Moodle is the site for our online home for all of our courses. Each student has their own username and password, and each year’s Moodle is archived for access. Some assignments, especially for L&L, are submitted exclusively on Moodle. For some projects, teachers will create a ‘drop-box,’ letting students submit/save important documents onto the central server. If you are sick, you can look on Moodle for your assignments. The assignment capabilities of Moodle are designed primarily for parents and absent students. We want USL students to organize and plan ahead for their school and personal lives, and they should be writing all of their assignments down in their planners (issued by USL) as they are announced.
The Moodle link for the current academic year is in the footer on every page of the website. You can also get to Moodle using the link here. The links to archived Moodles appear below.
Parents do not have separate accounts, so students should share their Moodle account info.
Login info consists of two parts – a username and a password. Students log in with their first initial and last name together (for example, jkreutner) as their username. Students control their passwords. If they forget it, they must ask Mr. Kreutner to reset it to password, and then when they are signed in they will be prompted to create a new password.
All elements of Moodle are archived.
As noted above, students should not rely on Moodle exclusively as the source of their assignments: they should be using their planner in class. They should check the L&L Moodle page each day. L&L is conducted exclusively online, and assignments are only posted there (and should be transferred into their planner). For example, there will always be “prep” located here for students to complete before guest speakers, LOTCs, etc. These items form great conversation starting points for parents to discuss a speaker or field trip with their child in advance and in comparison to the actual experience. Most IS students and some older students will need oversight by parents to build the habit of checking L&L on Moodle daily and completing this preparation, and a student consistently taking care of this work on their own is a hallmark sign of independence at University School.

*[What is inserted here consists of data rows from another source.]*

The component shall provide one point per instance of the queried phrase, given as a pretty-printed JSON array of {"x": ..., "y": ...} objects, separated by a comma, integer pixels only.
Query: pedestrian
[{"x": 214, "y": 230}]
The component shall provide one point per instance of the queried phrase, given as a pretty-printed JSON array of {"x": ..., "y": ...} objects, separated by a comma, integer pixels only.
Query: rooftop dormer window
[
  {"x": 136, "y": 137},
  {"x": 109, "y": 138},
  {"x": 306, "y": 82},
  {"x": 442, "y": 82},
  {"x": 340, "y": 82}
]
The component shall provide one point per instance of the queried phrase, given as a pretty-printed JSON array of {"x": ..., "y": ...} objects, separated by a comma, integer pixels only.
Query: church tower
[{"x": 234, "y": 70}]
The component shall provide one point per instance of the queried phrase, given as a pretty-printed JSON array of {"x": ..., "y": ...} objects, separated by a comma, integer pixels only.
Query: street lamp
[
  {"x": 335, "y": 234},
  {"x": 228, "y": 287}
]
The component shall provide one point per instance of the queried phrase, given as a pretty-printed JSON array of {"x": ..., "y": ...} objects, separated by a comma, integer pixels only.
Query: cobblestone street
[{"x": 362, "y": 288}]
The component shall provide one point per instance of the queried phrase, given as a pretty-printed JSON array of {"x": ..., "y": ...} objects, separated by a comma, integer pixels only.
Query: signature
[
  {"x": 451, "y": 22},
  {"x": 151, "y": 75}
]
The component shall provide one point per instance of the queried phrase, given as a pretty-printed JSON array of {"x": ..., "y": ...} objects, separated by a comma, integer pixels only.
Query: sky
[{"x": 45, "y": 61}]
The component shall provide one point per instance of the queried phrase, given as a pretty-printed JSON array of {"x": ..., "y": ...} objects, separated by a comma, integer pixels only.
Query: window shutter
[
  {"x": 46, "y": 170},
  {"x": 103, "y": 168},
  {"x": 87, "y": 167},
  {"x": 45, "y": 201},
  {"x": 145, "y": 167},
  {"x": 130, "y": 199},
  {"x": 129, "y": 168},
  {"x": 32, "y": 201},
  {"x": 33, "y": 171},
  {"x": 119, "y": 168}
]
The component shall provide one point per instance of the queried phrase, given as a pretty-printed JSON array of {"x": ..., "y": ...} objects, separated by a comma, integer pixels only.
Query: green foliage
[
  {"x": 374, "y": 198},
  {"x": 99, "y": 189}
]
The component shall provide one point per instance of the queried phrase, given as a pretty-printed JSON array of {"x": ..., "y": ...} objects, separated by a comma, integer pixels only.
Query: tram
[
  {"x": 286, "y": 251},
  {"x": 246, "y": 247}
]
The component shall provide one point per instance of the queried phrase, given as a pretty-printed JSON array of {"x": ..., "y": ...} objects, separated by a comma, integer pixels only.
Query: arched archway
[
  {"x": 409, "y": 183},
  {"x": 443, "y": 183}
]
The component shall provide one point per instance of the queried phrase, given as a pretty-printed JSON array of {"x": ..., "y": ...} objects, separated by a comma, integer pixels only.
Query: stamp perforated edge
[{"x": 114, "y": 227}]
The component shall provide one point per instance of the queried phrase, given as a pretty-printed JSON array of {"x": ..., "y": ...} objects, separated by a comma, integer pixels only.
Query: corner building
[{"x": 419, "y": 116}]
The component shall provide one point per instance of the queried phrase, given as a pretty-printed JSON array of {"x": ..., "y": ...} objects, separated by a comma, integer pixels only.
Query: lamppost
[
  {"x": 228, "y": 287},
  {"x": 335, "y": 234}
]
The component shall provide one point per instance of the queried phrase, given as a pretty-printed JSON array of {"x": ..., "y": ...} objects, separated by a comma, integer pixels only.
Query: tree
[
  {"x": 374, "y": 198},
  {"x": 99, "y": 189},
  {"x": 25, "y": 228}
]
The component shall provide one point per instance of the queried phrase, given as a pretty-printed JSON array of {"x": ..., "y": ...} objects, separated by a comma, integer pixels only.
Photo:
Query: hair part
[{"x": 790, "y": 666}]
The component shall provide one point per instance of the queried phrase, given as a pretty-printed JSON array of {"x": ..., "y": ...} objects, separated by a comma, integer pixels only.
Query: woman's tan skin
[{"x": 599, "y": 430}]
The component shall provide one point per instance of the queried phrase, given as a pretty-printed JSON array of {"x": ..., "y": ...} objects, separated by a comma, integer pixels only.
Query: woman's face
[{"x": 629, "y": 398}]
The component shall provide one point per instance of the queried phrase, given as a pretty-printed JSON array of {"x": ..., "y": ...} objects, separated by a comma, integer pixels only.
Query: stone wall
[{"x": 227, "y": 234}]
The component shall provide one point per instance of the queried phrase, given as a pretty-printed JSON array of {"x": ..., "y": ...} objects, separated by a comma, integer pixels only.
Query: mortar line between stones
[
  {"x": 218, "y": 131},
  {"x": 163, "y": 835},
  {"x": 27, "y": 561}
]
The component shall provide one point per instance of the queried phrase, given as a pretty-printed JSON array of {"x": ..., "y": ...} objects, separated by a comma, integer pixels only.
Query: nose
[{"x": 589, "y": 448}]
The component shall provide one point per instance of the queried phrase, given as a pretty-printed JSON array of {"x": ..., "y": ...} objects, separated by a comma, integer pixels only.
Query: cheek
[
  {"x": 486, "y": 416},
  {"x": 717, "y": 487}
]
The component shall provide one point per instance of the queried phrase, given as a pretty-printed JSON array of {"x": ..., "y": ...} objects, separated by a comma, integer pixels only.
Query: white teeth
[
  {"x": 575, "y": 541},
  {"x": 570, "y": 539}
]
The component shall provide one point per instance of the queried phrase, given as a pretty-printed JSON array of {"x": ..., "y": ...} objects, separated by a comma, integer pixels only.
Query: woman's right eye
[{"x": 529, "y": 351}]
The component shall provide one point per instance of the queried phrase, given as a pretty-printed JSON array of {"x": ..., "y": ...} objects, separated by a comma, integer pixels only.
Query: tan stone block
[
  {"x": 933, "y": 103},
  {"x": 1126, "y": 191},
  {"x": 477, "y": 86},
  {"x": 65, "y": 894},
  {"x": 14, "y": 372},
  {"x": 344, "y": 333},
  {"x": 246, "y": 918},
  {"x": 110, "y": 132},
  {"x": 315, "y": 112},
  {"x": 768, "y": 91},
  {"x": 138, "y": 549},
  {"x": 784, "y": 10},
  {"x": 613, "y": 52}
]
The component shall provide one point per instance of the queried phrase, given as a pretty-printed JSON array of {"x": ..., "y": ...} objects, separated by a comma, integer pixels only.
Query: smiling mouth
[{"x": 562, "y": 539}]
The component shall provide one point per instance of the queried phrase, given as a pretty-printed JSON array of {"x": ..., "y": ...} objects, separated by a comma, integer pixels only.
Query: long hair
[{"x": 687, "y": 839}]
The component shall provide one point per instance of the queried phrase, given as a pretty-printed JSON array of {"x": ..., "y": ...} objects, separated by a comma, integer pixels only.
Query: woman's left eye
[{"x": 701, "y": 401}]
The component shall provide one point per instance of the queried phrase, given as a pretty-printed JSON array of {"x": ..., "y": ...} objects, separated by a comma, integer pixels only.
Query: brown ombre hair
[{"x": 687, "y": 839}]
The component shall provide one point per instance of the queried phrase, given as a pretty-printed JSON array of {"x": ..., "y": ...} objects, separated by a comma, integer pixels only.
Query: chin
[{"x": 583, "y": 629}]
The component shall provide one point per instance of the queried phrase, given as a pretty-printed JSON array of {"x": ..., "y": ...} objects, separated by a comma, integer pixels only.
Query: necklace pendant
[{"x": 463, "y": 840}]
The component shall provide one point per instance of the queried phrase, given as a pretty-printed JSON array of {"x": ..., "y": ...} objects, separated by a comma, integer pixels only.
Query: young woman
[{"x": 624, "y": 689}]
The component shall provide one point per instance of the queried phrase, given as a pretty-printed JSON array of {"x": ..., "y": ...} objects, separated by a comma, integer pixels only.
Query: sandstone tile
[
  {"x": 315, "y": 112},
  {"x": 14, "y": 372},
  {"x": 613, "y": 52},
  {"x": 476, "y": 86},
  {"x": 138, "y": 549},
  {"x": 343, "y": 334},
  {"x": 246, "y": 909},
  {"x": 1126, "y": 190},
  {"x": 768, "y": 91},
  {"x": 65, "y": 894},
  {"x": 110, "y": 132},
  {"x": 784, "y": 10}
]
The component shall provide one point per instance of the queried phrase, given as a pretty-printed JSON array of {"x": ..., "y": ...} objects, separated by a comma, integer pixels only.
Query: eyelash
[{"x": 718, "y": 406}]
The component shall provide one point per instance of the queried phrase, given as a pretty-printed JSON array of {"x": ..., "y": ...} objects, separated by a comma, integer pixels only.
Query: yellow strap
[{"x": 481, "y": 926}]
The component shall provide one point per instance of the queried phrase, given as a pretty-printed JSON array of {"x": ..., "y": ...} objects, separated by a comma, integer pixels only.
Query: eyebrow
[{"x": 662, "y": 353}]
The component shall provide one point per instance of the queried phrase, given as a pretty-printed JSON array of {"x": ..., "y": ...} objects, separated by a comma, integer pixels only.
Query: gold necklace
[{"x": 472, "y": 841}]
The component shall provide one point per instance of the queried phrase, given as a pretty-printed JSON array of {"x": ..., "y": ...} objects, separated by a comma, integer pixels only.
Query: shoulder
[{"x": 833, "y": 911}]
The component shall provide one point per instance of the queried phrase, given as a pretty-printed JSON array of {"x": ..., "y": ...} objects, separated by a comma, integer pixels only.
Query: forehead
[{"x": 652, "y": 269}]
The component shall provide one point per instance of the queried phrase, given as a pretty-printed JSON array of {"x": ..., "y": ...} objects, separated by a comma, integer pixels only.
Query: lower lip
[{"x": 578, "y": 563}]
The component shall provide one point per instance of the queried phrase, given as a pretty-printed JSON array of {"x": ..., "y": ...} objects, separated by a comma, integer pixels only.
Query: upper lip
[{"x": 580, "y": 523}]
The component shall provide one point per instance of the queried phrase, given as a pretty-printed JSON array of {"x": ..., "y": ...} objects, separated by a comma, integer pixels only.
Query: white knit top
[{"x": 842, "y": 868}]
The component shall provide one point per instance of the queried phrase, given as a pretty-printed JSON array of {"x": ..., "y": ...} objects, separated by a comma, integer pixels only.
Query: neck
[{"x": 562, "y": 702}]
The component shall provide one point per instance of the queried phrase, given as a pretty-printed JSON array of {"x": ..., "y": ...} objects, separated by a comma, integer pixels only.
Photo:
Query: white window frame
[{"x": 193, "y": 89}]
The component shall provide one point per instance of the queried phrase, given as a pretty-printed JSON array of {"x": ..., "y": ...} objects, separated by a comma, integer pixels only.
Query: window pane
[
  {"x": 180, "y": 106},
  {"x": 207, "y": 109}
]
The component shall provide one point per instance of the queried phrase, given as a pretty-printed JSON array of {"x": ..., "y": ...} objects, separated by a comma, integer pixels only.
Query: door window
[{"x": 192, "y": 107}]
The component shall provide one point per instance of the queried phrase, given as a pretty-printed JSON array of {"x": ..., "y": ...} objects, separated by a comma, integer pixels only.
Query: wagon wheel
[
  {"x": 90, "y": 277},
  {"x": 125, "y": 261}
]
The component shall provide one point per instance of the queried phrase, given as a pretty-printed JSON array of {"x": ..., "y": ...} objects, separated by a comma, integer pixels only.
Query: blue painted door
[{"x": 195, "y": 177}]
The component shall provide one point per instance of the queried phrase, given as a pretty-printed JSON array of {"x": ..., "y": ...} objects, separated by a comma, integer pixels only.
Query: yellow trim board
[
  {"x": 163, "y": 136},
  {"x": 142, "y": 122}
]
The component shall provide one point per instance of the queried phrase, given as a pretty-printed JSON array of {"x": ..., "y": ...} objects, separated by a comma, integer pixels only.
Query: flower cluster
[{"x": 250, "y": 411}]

Students should learn from their prior submissions on Moodle. They cannot be misplaced, and students can grow and improve by examining what they have done earlier and any comments they have received.
Faculty and students should park in the large paved lot (entrance off Coleman) or use the grass spaces adjacent to the Education Building along Vincent Drive. The parking spots in the immediate area around the Education Building are for daytime guests and parents dropping off/picking up for Hibben Preschool.
Student handbooks are distributed during the Orientation Days at the start of the school year.